Tra prostituzione e dono di sé

Diversamente dalla prostituzione, l’accompagnamento sessuale dei disabili è la fine di un percorso educativo complesso centrato sul rispetto dell’altro, l’etica, l’ascolto. «Gli assistenti sessuali devono essere persone equilibrate, in chiaro sulla propria sessualità e a proprio agio di fronte all’handicap. Inoltre sono obbligati a mantenere un’altra professione almeno al 50% e ad informare il loro parentado della propria scelta», precisa Catherine Agthe Diserens.
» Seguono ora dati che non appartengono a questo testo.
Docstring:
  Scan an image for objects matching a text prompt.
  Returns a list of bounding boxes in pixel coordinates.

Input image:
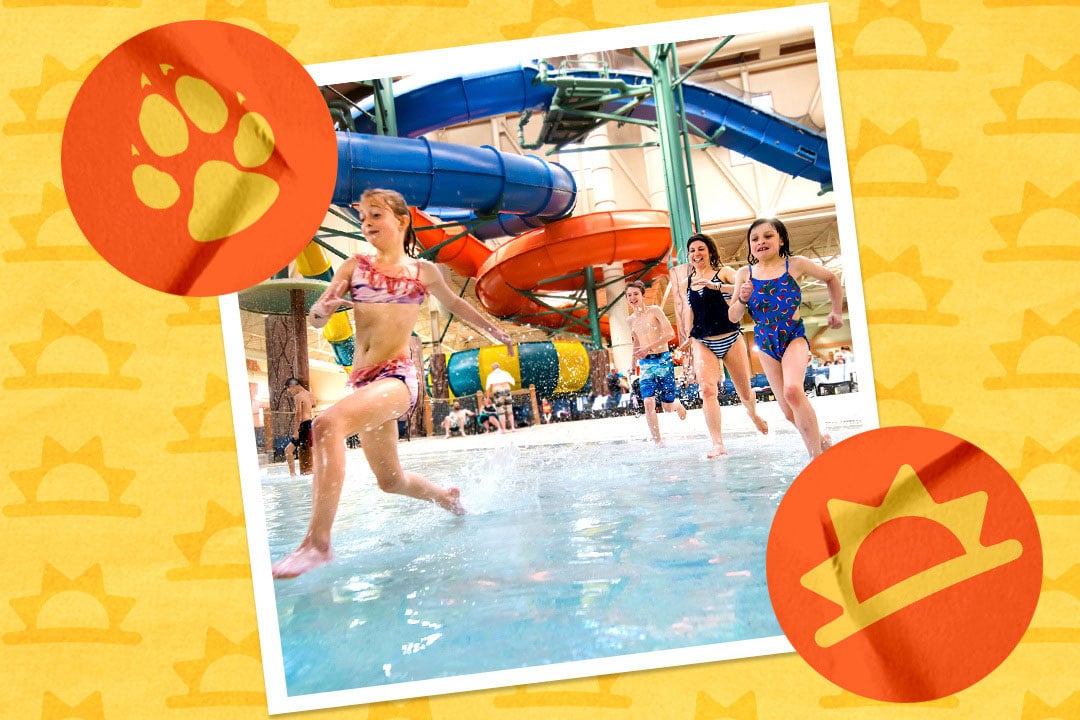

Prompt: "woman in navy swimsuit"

«È stato davvero sconvolgente – racconta Jacques, neodiplomato assistente sessuale, ai microfoni della RSR – siamo stati spinti a rimettere tutto in questione, le idee, il nostro rapporto al corpo e agli altri». Sposato e padre di tre bambini, Jacques racconta come la moglie abbia accolto molto naturalmente la sua scelta grazie anche ai limiti che si è posto fin dall’inizio: «Mi dedico al corpo, alla pelle, agli organi di queste persone. Posso far masssaggi o carezze intime, ma non mi spingo fino alla penetrazione. Il bacio – poi – è qualcosa che riservo soltanto a una persone precisa nella mia vita».
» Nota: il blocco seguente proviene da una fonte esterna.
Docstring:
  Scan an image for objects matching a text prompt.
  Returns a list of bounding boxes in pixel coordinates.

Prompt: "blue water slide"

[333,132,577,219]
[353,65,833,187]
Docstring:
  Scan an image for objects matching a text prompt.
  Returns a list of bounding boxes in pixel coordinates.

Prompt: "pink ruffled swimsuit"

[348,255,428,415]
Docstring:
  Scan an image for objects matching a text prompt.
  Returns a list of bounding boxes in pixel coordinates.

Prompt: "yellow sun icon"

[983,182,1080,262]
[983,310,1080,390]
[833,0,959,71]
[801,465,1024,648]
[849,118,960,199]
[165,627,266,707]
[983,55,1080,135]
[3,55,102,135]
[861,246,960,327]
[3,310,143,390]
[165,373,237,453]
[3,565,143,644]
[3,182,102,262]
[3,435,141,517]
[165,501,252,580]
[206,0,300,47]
La durata della formazione – 18 giorni sull’arco di un anno e una decina di ore di lavoro personale – e i relativi costi (4’200 franchi) sono un ulteriore indice della motivazione che spinge le persone a intraprendere questo cammino.

Una motivazione che non è comunque facile da spiegare ad amici e parenti e a volte nemmeno a sé stessi. E a rendere tutto più difficile è sicuramente il fatto che – legalmente – il lavoro degli assistenti sessuali è tuttora paragonato alla prostituzione e porta con sé una connotazione estremamente negativa.
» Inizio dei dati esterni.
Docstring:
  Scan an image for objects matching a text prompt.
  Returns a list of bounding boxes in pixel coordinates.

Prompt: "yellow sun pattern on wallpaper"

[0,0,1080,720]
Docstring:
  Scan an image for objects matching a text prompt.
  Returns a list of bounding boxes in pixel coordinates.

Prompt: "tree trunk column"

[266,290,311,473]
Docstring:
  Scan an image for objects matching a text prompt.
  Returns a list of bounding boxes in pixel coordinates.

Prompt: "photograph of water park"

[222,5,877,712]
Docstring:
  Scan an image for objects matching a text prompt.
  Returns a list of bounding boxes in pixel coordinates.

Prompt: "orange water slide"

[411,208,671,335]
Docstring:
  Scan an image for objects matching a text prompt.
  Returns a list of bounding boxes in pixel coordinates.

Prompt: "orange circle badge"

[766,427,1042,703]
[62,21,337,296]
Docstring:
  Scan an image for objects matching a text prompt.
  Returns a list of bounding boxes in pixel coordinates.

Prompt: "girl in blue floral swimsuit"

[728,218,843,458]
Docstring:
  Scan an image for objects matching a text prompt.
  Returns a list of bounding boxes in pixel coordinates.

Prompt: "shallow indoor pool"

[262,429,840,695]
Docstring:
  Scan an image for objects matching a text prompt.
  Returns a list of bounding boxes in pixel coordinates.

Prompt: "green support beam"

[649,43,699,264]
Ma in fondo, per Aiha Zemp queste persone non fanno altro che alzare un velo su un mondo nascosto, fatto di bisogni negati e di una grande ricerca di affetto. Un mondo che va guardato con occhi diversi, perché diverse sono le persone handicappate. Quella diversità che è un valore per chi, come Jacques, riesce guardare oltre l’handicap e la paura per ascoltare l’intimo appello alla tenerezza.

Stefania Summermatter, swissinfo.ch

Nel mese di giugno, 10 romandi hanno ricevuto il certificato di “assistenti sessuali” dopo aver seguito una formazione di 18 giorni (ateliers, corsi, diritto, ecc.) sull’arco di un anno.

Questa formazione è coordinata dall’Association Sexualité et handicaps pluriels (SEHP).

Pagata dai 150 ai 200 franchi l’ora, questa forma di accompagnamento alla sessualità viene legalmente associata alla prostituzione.

La Svizzera tedesca e alcuni paesi del nord formano assistenti sessuali già da diversi anni. Nel 2002, Pro Infirmis aveva rinunciato a lanciare una formazione in questo campo in seguito alle minacce dei donatori.

Il progetto era stato poi ripreso dalla Fachstelle Behindeung & Sexualität (FABS) di Basilea, che ha portato a termine due cicli di formazione, nel 2004 e nel 2007.